Menurut Maktub, terdapat sejumlah pertanyaan yang perlu dijawab secara terbuka oleh aparat penegak hukum.
Di antaranya, siapa pelapor dalam perkara tersebut, apakah telah ada laporan polisi dari korban yang merasa dirugikan, barang apa yang diduga menjadi objek tindak pidana, serta bagaimana dasar hukum penangkapan terhadap yang bersangkutan.
Selain itu, Maktub mengklaim bahwa saat penangkapan dilakukan di rumah terduga, surat perintah penangkapan tidak diberikan kepada keluarga.
Terduga kemudian dibawa ke Polsek Masalembu dan ditempatkan di ruang tahanan.
Apabila benar prosedur tersebut tidak dijalankan sesuai ketentuan, menurutnya, hal itu perlu menjadi perhatian serius pimpinan Polri untuk memastikan setiap proses penegakan hukum tetap berjalan sesuai Kitab Undang-Undang Hukum Acara Pidana (KUHAP) dan peraturan internal Polri.

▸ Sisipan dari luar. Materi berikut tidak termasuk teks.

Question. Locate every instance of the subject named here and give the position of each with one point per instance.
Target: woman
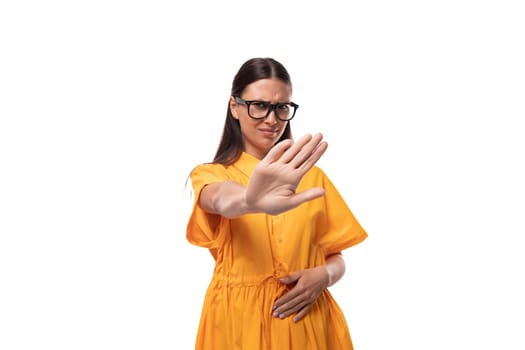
(274, 223)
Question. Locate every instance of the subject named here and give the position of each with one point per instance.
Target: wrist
(331, 273)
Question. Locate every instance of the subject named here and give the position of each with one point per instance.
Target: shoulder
(208, 169)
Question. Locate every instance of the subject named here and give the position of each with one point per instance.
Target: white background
(105, 107)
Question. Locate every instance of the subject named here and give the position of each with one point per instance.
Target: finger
(276, 151)
(300, 315)
(291, 152)
(290, 308)
(307, 150)
(286, 298)
(313, 157)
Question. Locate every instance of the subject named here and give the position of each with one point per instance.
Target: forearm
(336, 267)
(224, 198)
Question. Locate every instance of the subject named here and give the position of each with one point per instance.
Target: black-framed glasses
(262, 109)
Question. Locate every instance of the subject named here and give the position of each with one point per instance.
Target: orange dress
(253, 251)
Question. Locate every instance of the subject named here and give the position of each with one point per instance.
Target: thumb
(291, 278)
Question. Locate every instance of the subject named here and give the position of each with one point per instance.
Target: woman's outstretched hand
(272, 186)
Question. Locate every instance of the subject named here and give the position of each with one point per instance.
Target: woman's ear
(233, 107)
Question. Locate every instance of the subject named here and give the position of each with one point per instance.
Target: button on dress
(253, 251)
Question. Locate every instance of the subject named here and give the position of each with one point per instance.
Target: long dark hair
(231, 144)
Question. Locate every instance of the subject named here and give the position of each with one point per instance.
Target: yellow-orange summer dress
(253, 251)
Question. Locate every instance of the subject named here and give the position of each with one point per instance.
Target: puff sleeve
(204, 229)
(341, 229)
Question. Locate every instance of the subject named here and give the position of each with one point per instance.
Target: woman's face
(260, 135)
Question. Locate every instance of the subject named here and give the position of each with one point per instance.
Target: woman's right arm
(272, 187)
(224, 198)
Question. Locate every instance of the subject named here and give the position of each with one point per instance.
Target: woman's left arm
(309, 284)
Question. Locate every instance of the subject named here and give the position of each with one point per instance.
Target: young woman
(274, 223)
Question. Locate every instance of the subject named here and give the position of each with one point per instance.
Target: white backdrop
(105, 107)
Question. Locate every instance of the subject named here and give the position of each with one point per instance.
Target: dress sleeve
(342, 230)
(204, 229)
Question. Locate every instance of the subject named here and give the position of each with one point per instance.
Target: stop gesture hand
(272, 186)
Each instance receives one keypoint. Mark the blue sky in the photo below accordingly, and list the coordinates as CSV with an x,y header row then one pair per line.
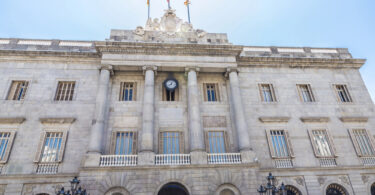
x,y
315,23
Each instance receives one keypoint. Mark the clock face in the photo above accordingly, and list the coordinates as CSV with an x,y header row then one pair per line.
x,y
170,84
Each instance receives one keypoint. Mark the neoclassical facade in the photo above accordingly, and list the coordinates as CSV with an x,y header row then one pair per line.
x,y
168,109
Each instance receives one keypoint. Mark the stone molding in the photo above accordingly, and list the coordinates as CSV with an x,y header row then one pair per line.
x,y
66,120
354,119
15,120
276,119
315,119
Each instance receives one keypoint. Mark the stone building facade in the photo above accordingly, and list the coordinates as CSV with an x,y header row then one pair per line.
x,y
167,106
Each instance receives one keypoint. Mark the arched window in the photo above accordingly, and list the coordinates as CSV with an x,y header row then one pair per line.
x,y
291,190
173,189
336,189
373,189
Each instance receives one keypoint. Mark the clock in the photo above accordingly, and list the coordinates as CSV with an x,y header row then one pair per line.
x,y
170,84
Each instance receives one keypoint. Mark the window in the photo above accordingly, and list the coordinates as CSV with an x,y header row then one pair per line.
x,y
279,143
171,143
127,91
211,91
267,93
216,142
6,140
170,96
306,93
65,91
322,143
18,90
51,147
343,93
124,143
362,142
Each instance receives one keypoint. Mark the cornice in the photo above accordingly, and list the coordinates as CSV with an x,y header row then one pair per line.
x,y
300,62
168,49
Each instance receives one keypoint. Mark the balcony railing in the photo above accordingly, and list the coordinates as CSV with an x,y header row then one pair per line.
x,y
172,159
368,161
47,168
224,158
283,163
327,162
118,160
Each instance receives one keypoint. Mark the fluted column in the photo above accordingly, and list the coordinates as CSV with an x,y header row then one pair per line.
x,y
97,128
239,118
146,147
197,145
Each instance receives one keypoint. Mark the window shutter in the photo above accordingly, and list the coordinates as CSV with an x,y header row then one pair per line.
x,y
161,148
268,133
290,147
135,142
207,142
113,142
40,147
331,144
356,146
63,143
311,135
9,147
226,142
182,142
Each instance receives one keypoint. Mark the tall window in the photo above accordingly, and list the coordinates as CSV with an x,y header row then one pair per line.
x,y
6,139
127,91
306,93
343,93
216,141
321,143
279,144
18,90
171,142
125,143
362,142
65,91
211,92
267,92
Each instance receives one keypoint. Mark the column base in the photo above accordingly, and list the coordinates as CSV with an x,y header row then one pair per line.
x,y
146,158
92,159
248,156
198,158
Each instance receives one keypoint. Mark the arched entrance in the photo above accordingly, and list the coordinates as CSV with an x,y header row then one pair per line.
x,y
173,189
291,190
336,189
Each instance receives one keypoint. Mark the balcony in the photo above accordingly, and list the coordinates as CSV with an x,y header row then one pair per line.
x,y
224,158
118,160
172,159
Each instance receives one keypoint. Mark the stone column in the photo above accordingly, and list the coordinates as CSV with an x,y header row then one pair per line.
x,y
239,118
146,148
97,129
198,154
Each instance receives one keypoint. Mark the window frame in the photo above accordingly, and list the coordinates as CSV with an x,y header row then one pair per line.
x,y
288,144
134,95
329,141
43,136
356,144
114,138
11,139
181,141
311,93
272,90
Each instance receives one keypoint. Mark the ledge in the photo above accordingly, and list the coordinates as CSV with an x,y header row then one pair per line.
x,y
315,119
16,120
274,119
57,120
354,119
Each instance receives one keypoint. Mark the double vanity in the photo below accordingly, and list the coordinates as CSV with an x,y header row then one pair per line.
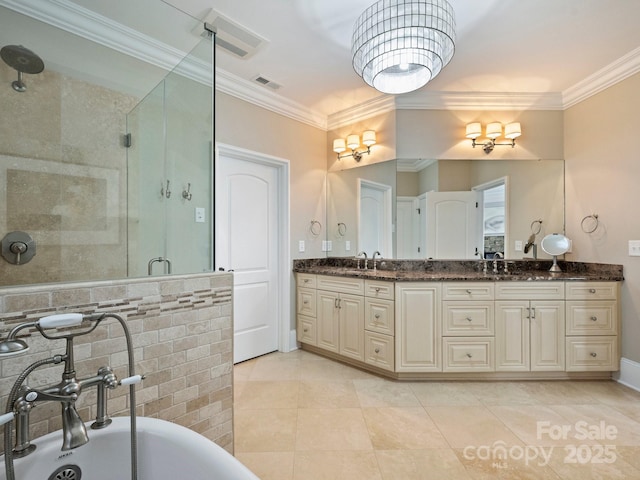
x,y
429,319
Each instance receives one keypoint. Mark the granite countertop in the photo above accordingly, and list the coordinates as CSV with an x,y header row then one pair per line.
x,y
460,270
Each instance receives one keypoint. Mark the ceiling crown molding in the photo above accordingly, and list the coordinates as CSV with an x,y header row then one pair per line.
x,y
604,78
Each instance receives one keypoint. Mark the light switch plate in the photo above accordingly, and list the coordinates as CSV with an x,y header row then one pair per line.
x,y
200,215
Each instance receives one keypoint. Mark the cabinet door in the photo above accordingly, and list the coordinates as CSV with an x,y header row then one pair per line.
x,y
327,330
418,327
547,335
351,312
512,336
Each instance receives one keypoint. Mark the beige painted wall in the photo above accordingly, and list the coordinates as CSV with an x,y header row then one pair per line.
x,y
602,175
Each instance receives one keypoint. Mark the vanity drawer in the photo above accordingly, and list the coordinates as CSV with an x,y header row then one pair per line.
x,y
468,291
306,304
306,330
306,280
592,318
592,354
379,289
468,318
354,286
592,290
530,290
379,350
379,315
471,354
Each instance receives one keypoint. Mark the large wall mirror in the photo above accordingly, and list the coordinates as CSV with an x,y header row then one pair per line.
x,y
445,209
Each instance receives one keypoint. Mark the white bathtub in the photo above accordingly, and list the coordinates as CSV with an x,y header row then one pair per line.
x,y
166,451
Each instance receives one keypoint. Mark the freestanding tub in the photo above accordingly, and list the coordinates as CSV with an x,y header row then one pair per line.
x,y
166,451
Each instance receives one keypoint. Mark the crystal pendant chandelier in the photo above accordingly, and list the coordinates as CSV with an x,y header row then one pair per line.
x,y
399,45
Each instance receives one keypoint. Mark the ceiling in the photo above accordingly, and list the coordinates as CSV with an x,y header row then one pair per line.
x,y
509,53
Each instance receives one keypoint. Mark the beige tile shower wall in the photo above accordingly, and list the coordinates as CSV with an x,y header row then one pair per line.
x,y
182,334
59,141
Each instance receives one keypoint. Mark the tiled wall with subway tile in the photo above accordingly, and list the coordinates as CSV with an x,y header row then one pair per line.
x,y
182,334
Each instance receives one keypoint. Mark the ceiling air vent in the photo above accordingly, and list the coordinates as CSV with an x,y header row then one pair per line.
x,y
232,37
266,82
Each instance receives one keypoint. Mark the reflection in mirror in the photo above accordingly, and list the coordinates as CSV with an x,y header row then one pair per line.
x,y
519,202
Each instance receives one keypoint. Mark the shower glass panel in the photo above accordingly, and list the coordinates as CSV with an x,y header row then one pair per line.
x,y
170,171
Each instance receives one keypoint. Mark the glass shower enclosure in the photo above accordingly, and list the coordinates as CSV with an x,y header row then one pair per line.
x,y
170,134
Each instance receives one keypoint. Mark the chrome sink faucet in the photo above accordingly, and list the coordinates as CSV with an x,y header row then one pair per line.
x,y
373,258
363,253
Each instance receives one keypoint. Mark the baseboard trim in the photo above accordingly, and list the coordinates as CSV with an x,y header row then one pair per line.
x,y
629,374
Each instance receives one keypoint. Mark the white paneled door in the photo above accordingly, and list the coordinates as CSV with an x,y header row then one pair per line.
x,y
247,242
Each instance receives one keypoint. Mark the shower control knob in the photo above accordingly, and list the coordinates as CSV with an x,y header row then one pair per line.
x,y
18,248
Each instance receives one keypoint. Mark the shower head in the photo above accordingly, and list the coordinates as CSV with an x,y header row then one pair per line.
x,y
23,60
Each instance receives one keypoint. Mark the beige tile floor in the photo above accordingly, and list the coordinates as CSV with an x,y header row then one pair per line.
x,y
301,416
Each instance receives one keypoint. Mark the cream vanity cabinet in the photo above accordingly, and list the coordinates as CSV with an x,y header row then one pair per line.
x,y
340,315
592,326
468,327
350,317
530,326
418,327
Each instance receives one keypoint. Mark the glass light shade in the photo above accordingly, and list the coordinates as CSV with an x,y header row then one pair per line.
x,y
494,130
474,130
369,138
338,145
512,130
399,45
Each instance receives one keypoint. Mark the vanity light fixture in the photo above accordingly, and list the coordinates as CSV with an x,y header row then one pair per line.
x,y
493,131
353,143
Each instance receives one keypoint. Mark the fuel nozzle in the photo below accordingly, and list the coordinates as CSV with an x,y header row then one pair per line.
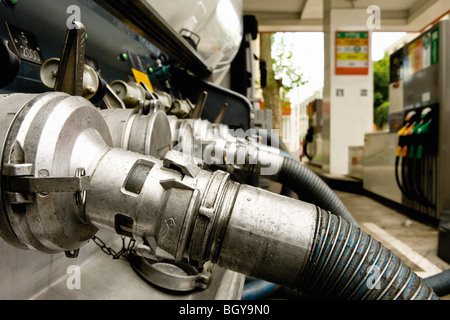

“Kami meminta Kapolresta Sumenep dan Kapolda Jawa Timur turun tangan melakukan pemeriksaan terhadap dugaan pelanggaran prosedur yang dilakukan Kanit Reskrim Polsek Masalembu. Jangan sampai kepercayaan masyarakat terhadap institusi kepolisian terus terkikis,” tandasnya.
Hingga berita ini diterbitkan, upaya konfirmasi terhadap Kanit reskrim Polsek Masalembu tidak dapat tersambung lantaran nomer kontak tim News9.id telah diblokir.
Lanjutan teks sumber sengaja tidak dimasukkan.